Filino 24/04/2023
Para conhecer (e apreciar), definitivamente, Epicuro
Diz-se que Epicuro foi um autor prolífico, mas pouquíssimo do que foi escrito sobreviveu até os nossos tempos. Essa obra reúne as três cartas, o conjunto de máximas e dois fragmentos de sua obra "Da natureza". Com exceção das sentenças vaticanas, o livro reúne o que escreveu o autor do epicurismo.
A primeira das cartas, endereçada a Meneceu, é a de maior interesse para quem quer se aproximar desse autor. Num estilo claro e agradável, aqui estão delineadas as linhas fundamentais do seu pensamento, que tem o prazer como meta mas é guiado pela prudência (algo que seus detratores insistem em "esquecer"). Para Epicuro, o conhecimento deve estar a serviço do prazer e isso implica, diretamente, numa rejeição de um hedonismo desenfreado, como muitos teima(va)m em rotular o epicurismo.
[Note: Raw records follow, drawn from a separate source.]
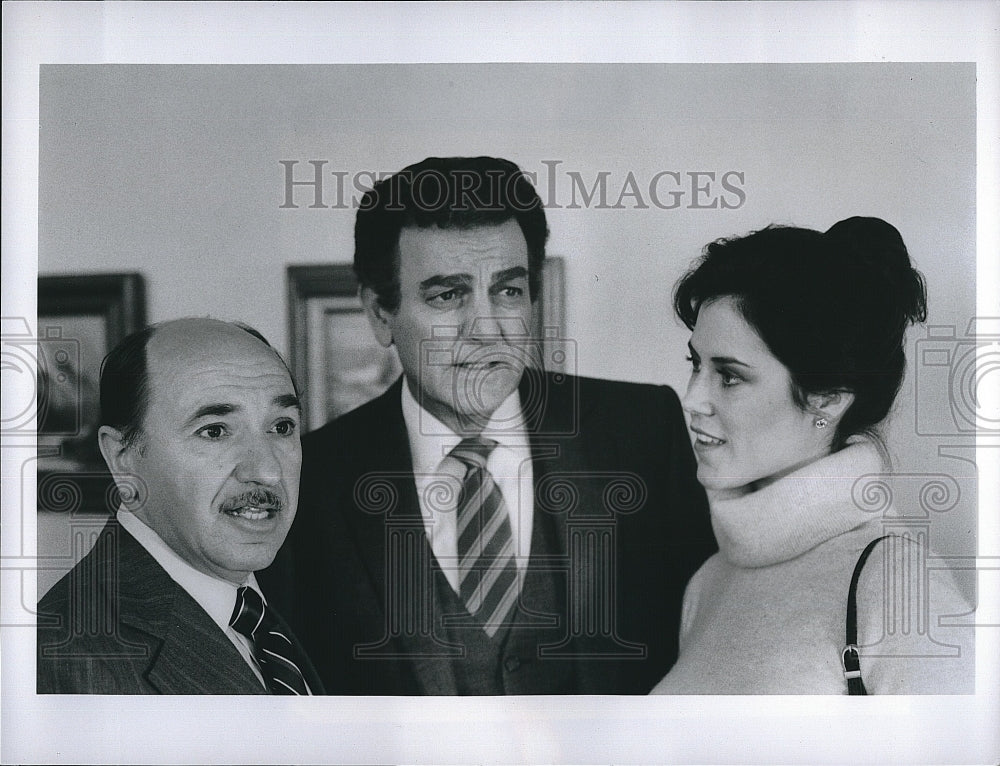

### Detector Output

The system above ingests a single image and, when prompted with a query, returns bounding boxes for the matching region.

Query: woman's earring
[814,417,829,429]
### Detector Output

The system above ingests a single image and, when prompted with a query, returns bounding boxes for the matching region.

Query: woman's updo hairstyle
[673,216,927,450]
As outras cartas são mais densas e os assuntos ali tratados podem causar até um certo enfado a quem não é da filosofia e tampouco aprecia concepções mais antigas acerca do mundo e dos seus fenômenos. Nesse sentido, a segunda carta traz o atomismo de Epicuro (que postula a existência de átomos e do vazio, mas o faz de um modo diferente do de Demócrito), além do que hoje chamaríamos de sua teoria do conhecimento (os objetos chegam até nós por intermédio de emanações desse próprio objeto). A terceira carta discorre a respeito de fenômenos naturais, como terremotos, a formação do gelo, das nuvens etc. No entanto, cabe lembrar (e essas cartas não deixam de mencionar) que esses conhecimentos não devem ser valorizados em si, mas em última instância devem proporcionar tranquilidade à alma (ataraxia), que se verá liberta do temor de deuses e dos castigos divinos. Em seguida, as máximas condensam a sabedoria desse pensador; finalmente, os dois fragmentos de sua obra "Da natureza" tratam do agir do homem (compreendido aqui como um agente causador e não determinado por algo).
Dois textos que antecedem os de Epicuro são de grande valia ao expor o pensamento do autor e, também, o modo como ele se desenvolveu entre os epicuristas, notadamente Lucrécio e o seu "De rerum natura" - onde há menções a elementos da filosofia epicuristas que não foram tratados por Epicuro nos textos que chegaram a nós, a exemplo do "desvio" que há nos átomos. Também se chama a atenção para a valorização do agir do homem e aqui teríamos um ensaio do problema acerca do livre-arbítrio, tão tratado e debatido posteriormente na filosofia.
Todos os textos de Epicuro, ao final da obra, são comentados. E esses comentários esclarecem cada uma das cartas, bem como tratam das máximas e dos fragmentos - trata-se de um excelente complemento para estudos e aprofundamento nas ideias do autor e sua tradição. Uma edição que vale a pena.